The $0.35 in damages created by Bitcoin is also higher than both wind and solar power, but lower than electricity generated from coal.
“Taken together, these results represent a set of sustainability red flags,” authors wrote. “While proponents have offered Bitcoin as representing ‘digital gold,’ from a climate damages perspective it operates more like ‘digital crude.’”
In 2020 alone, Bitcoin mining used more electricity than the entire country of Austria or Portugal.
Compared with 2016 rates, in 2021 a Bitcoin mined emitted 126 times the carbon dioxide equivalent on average into the atmosphere, increasing from 0.9 to 113 tonnes per coin.

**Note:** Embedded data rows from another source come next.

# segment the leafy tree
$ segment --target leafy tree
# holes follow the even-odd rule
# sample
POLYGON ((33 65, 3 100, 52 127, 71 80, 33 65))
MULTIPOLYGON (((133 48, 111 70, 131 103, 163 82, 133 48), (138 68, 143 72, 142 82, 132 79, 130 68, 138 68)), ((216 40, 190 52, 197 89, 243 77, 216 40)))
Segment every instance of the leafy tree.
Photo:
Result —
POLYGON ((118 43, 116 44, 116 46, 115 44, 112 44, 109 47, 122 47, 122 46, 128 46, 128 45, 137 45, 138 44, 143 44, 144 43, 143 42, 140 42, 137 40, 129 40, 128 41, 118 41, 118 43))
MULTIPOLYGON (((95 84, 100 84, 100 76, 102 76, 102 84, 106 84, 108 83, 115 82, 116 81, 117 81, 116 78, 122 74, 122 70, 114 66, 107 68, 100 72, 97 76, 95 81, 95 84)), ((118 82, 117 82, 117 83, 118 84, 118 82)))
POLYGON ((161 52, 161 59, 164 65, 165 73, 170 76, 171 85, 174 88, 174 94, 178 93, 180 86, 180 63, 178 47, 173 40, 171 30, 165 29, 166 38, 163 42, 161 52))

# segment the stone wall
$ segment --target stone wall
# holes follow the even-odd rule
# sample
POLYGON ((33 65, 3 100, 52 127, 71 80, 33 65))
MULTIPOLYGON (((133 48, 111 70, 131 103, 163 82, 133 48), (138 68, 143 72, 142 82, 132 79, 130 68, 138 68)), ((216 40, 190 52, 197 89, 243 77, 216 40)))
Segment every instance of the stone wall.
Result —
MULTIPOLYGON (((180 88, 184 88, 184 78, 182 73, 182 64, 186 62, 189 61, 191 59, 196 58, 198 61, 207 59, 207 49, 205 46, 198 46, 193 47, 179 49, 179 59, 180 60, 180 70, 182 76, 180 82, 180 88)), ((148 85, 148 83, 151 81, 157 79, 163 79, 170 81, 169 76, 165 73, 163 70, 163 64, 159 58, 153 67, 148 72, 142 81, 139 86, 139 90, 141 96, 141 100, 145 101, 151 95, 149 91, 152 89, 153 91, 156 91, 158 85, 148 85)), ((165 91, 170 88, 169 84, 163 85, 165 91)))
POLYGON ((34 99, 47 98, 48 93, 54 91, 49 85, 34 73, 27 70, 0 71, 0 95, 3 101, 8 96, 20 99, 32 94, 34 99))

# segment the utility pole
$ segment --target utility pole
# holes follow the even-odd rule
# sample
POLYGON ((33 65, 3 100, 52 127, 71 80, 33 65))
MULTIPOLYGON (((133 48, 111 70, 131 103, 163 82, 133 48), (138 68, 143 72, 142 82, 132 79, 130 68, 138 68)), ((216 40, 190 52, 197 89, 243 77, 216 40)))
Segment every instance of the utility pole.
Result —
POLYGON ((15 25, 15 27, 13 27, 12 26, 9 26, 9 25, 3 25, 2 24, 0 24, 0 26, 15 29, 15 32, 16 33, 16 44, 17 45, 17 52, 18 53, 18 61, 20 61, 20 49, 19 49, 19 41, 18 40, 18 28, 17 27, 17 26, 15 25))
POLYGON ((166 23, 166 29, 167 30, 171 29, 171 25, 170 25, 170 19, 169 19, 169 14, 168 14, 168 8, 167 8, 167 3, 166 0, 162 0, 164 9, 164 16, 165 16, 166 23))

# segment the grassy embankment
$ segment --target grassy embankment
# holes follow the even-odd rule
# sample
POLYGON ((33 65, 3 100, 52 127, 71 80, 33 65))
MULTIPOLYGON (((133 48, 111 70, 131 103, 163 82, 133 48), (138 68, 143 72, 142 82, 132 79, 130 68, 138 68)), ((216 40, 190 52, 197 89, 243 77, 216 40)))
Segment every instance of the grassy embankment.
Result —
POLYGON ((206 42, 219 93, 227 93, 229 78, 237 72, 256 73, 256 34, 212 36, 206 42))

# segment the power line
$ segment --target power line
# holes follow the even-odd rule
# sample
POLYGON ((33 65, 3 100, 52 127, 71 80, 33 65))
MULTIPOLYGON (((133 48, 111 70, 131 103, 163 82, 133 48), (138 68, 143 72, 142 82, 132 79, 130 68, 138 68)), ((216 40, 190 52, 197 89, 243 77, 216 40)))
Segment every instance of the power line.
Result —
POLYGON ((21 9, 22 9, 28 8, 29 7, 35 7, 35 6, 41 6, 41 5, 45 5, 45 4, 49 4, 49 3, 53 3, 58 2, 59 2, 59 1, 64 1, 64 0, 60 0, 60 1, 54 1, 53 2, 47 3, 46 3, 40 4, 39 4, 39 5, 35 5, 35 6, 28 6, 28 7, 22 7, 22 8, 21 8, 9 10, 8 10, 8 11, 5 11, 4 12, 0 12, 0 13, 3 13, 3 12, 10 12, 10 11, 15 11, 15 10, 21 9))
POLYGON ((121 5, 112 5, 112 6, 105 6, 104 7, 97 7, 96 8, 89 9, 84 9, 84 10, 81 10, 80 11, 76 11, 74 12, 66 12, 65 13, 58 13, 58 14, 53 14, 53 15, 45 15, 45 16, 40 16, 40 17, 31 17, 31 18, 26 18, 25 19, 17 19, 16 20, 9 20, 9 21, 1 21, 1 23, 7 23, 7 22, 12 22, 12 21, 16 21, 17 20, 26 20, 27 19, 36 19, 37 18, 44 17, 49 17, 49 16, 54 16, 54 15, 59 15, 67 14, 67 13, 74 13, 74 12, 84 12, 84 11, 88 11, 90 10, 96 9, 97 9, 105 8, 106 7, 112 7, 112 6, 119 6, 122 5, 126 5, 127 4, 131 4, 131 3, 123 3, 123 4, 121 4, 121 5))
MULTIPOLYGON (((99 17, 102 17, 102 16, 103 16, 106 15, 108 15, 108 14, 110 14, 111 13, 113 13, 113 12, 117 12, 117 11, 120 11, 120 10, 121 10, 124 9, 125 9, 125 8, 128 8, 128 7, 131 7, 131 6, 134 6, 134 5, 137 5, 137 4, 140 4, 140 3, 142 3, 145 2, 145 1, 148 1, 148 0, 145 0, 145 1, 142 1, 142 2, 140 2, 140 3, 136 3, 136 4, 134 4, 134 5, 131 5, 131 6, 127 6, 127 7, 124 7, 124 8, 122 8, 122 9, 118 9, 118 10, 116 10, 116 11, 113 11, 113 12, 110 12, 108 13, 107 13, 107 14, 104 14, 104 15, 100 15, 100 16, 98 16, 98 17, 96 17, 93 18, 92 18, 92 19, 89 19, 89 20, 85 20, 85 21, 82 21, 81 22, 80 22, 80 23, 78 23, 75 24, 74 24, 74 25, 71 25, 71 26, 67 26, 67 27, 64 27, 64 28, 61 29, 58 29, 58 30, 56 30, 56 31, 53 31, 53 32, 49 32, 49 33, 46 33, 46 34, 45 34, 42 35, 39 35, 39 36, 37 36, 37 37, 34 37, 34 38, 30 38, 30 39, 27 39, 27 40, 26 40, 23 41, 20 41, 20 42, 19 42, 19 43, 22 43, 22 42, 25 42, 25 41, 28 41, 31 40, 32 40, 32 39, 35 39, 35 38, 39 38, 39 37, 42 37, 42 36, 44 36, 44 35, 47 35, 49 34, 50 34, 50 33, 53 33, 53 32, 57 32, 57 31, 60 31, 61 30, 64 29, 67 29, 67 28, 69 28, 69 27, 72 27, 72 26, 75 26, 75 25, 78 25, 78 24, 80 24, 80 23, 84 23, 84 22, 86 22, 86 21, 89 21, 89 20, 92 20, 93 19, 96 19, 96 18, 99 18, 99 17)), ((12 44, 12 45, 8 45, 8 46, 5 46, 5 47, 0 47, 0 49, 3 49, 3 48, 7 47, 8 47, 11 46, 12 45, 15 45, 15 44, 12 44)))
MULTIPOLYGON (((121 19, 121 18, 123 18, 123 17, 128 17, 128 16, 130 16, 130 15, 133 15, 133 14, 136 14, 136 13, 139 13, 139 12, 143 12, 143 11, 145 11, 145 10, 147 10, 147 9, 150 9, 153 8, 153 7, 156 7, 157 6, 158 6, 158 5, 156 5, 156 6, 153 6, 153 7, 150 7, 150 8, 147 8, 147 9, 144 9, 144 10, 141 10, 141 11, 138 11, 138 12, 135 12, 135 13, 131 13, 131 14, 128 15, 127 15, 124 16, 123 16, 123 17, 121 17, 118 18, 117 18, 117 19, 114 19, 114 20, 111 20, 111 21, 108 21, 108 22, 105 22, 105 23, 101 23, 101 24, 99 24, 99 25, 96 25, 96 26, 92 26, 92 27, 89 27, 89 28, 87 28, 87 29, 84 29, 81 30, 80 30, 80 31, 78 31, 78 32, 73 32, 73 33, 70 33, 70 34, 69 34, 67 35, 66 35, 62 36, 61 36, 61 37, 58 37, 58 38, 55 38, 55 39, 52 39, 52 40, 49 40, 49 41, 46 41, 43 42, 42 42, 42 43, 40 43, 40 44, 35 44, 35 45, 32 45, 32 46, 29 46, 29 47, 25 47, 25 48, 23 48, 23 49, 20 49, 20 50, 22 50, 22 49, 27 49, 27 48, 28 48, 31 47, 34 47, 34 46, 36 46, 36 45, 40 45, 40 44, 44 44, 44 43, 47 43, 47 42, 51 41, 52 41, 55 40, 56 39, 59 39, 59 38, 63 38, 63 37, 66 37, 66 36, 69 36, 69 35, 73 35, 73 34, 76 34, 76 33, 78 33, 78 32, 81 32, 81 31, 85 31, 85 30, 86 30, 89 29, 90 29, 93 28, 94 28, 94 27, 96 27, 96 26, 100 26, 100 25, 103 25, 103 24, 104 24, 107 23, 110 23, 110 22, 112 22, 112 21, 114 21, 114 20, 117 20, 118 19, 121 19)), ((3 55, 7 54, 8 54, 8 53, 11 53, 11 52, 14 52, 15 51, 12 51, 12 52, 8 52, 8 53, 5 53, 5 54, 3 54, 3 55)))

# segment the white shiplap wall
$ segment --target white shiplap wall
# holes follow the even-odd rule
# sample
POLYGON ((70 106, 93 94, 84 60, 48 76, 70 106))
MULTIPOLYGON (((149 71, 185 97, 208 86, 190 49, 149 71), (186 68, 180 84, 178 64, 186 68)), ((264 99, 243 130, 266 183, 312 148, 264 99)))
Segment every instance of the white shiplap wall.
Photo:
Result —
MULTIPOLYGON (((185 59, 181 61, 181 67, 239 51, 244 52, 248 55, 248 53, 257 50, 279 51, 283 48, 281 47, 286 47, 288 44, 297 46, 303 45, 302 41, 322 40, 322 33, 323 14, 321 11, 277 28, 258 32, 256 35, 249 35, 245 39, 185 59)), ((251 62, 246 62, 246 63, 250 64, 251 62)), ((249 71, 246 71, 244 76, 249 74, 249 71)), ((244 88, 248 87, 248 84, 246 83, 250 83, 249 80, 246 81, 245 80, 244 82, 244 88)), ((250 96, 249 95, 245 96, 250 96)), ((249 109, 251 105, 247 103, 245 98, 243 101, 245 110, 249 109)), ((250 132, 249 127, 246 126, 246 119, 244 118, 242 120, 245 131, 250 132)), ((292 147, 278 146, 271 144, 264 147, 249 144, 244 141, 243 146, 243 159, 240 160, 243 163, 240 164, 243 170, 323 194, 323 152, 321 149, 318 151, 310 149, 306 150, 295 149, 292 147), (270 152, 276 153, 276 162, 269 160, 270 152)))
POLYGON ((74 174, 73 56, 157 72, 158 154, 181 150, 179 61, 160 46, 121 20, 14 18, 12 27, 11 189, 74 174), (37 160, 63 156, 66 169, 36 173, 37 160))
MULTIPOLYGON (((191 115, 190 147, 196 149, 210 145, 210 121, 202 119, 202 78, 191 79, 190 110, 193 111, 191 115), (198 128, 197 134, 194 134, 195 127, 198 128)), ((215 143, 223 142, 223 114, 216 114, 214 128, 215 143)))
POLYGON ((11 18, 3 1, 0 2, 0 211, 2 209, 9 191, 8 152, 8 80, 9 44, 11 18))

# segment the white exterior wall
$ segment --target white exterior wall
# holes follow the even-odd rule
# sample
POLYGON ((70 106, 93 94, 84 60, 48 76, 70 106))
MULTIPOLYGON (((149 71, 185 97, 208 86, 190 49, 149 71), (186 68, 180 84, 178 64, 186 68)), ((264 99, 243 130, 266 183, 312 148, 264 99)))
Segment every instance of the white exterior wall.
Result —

In addition, “each Bitcoin created in 2021 resulted in $11,314 in climate damages, on average, with total global damages of all coins mined in 2021 exceeding $3.7 billion,” authors wrote. Total global Bitcoin climate damages were estimated to reach $12 billion between 2016 and 2021.
The social cost of carbon accounts for damaging factors that result from the emission of 1 extra ton of carbon dioxide into the atmosphere. These can include losses in agricultural and labor productivity and destruction caused by rising sea levels.
Previous research has estimated the majority of electricity used to mine cryptocurrencies like Bitcoin comes from fossil fuels, while on average, 39 percent comes from renewable energy sources.
In the analysis, researchers used a social cost of carbon measured at $100 per ton to determine their estimates.
However, varying totals for this cost have been proposed, and the current U.S. government’s value stands at $51 per ton in 2020 dollars.
When researchers tested multiple social costs of carbon values in their models, climate damages of Bitcoin mining still increased substantially from 2016 to 2021, and had a continuing upward trajectory.
Additional models did show increased use of renewable sources to generate electricity lead to lower associated climate damages for each coin. However, even in a high renewable scenario “the climate damages still average 23% of the coin’s price (2016–2021), despite miners only using 37% of their electricity from fossil fuels,” authors cautioned.
The study only measured environmental damages and did not assess any health-related costs associated with Bitcoin, meaning the sustainability evaluations could be worse than reported.